Monday, April 12, 2010

[TSoc] Abusing TinyURL, bit.ly, and your browser--making the work someone else's problem.

So, lately, I've had a few ideas for simple, interesting websites, and there's one thing they have in common--they have no server-side state. Server-side state means you need a database, and databases don't scale easily or cheaply.

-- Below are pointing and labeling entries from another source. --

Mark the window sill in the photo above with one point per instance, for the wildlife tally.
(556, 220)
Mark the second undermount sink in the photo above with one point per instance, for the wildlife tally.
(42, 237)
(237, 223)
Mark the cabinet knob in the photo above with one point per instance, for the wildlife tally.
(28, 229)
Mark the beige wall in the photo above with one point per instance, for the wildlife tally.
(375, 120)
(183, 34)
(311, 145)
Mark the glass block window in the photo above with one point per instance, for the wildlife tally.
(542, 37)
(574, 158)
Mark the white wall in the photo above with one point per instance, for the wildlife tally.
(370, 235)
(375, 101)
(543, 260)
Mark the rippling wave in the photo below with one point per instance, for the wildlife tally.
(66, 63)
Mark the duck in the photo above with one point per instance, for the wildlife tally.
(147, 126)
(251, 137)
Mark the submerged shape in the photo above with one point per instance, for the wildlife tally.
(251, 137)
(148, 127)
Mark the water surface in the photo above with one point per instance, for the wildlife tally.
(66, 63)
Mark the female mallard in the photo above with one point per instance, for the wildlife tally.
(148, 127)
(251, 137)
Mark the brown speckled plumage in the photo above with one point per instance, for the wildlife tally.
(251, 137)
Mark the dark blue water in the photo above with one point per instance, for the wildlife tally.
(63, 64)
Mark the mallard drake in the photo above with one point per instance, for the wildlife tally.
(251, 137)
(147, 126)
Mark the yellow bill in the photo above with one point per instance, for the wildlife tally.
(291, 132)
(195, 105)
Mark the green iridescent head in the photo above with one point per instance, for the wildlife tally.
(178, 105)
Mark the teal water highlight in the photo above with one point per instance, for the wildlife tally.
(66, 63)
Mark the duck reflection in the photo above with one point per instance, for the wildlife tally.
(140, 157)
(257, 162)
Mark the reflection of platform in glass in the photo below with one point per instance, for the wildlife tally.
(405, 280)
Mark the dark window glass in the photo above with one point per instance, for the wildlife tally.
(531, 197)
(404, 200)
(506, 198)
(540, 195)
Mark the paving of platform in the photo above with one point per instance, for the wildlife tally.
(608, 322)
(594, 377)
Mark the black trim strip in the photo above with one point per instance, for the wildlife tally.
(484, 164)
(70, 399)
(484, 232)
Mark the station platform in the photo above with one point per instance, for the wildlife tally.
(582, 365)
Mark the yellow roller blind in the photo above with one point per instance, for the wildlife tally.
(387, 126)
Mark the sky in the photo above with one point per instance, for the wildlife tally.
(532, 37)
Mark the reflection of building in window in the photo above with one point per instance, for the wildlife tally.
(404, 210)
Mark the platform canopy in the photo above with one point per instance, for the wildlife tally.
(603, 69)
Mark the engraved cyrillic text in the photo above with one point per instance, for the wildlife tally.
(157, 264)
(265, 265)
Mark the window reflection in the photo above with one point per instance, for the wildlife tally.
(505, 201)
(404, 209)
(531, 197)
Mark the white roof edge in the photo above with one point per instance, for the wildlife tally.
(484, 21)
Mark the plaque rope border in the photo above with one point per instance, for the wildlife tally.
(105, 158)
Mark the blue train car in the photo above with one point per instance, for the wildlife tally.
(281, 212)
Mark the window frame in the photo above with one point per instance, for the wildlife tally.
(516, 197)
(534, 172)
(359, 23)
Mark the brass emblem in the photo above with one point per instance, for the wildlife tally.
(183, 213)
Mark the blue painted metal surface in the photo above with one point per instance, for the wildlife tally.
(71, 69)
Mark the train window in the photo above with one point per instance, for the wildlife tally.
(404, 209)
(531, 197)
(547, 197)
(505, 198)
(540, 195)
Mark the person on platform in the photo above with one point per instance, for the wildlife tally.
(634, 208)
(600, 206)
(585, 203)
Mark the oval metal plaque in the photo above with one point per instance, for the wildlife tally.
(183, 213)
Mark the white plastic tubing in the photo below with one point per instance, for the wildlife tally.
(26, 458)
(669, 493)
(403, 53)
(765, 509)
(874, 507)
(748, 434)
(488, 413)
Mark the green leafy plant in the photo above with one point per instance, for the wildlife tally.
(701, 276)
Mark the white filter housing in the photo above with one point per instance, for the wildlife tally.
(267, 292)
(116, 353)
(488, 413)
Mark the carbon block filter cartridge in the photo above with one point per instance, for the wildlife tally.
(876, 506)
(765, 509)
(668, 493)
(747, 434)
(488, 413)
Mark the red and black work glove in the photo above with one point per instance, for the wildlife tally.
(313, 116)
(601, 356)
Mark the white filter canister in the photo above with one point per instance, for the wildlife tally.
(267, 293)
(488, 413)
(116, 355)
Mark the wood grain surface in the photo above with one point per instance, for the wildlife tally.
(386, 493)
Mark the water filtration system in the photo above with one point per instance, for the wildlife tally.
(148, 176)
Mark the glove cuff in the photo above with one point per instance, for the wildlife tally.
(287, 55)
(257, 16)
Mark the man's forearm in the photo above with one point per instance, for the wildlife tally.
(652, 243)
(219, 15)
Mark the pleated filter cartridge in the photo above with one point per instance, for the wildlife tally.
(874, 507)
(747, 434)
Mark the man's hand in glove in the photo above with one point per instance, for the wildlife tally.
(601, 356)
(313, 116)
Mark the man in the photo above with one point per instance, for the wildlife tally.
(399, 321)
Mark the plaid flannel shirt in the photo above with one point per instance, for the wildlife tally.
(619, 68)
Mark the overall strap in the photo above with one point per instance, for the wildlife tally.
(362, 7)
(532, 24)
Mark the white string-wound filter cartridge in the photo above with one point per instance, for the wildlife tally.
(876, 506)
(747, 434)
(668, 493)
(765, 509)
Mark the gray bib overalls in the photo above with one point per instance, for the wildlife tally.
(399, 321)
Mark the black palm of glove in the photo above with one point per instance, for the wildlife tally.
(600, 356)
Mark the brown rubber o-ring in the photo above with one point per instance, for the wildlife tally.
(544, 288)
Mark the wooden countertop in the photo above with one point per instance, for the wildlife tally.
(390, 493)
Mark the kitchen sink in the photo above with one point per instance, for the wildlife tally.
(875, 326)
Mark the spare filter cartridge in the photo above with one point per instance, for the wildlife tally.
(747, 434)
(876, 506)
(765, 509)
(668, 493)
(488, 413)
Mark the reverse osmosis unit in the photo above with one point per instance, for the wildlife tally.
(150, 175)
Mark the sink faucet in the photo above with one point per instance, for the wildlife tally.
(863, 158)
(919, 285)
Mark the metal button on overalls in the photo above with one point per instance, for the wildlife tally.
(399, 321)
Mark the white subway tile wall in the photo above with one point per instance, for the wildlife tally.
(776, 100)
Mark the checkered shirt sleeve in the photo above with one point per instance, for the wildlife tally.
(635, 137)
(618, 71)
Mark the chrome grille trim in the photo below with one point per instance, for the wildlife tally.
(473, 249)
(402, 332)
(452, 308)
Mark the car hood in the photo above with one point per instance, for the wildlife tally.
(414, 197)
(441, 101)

So here's basis behind one of the ideas: http://www.translationparty.com

TranslationParty works by taking your English phrase, using JavaScript to call into Google Language Tools to convert it to Japanese, repeats the process back to English, and back to Japanese--on and on until it finds "equilibrium", or is confident the phrase will never reach it. Of course, it only works with English-Japanese translation. You'll notice, though, that it uses an identifier to allow it to recall previous "parties". I can show you one I just created a moment ago, by having you click on this link: http://translationparty.com/#7180967

They're storing the seed phrases in a database, so that visitors can refer back to them. That's fine, I suppose, but that database is eventually going to get large and expensive, and most of the past seed phrases will have been forgotten about in the mean time.


I showed TranslationParty to a couple folks last night, and they noticed it only did English-Japanese translation. I'd just hit on the idea of doing something like TranslationParty, but using virtualhosts to allow language selection.

en.ja.example.com would behave largely like the existing TranslationParty site.
ja.en.example.com would start with Japanese as the seed language, rather than English.
en.de.example.com would bounce between English and German
de.fr.example.com would bounce between German and French.

So, $1.$2.example.com would start with $1 as the seed language, and #2 as the intermediate language.

Problem is, I wouldn't want to store that database. It's largely a waste of server resources, considering most of it would be forgotten ten minutes after it was created. The obvious solution is to store the seed phrase as an HTTP GET parameter. http://en.ja.example.com/?seed=What%20lies%20in%2the%2deepest%20regions%20ones%20our%2memory would have "What lies in the deepest regions of ones memory" as the seed phrase, and be equivalent to http://translationparty.com/#7181046 ...

Now, that's a long, nasty URL, not suitable for copying and pasting in polite company, but it means that I don't need a database for these things. Besides, that's what bit.ly and tinyURL are for, right?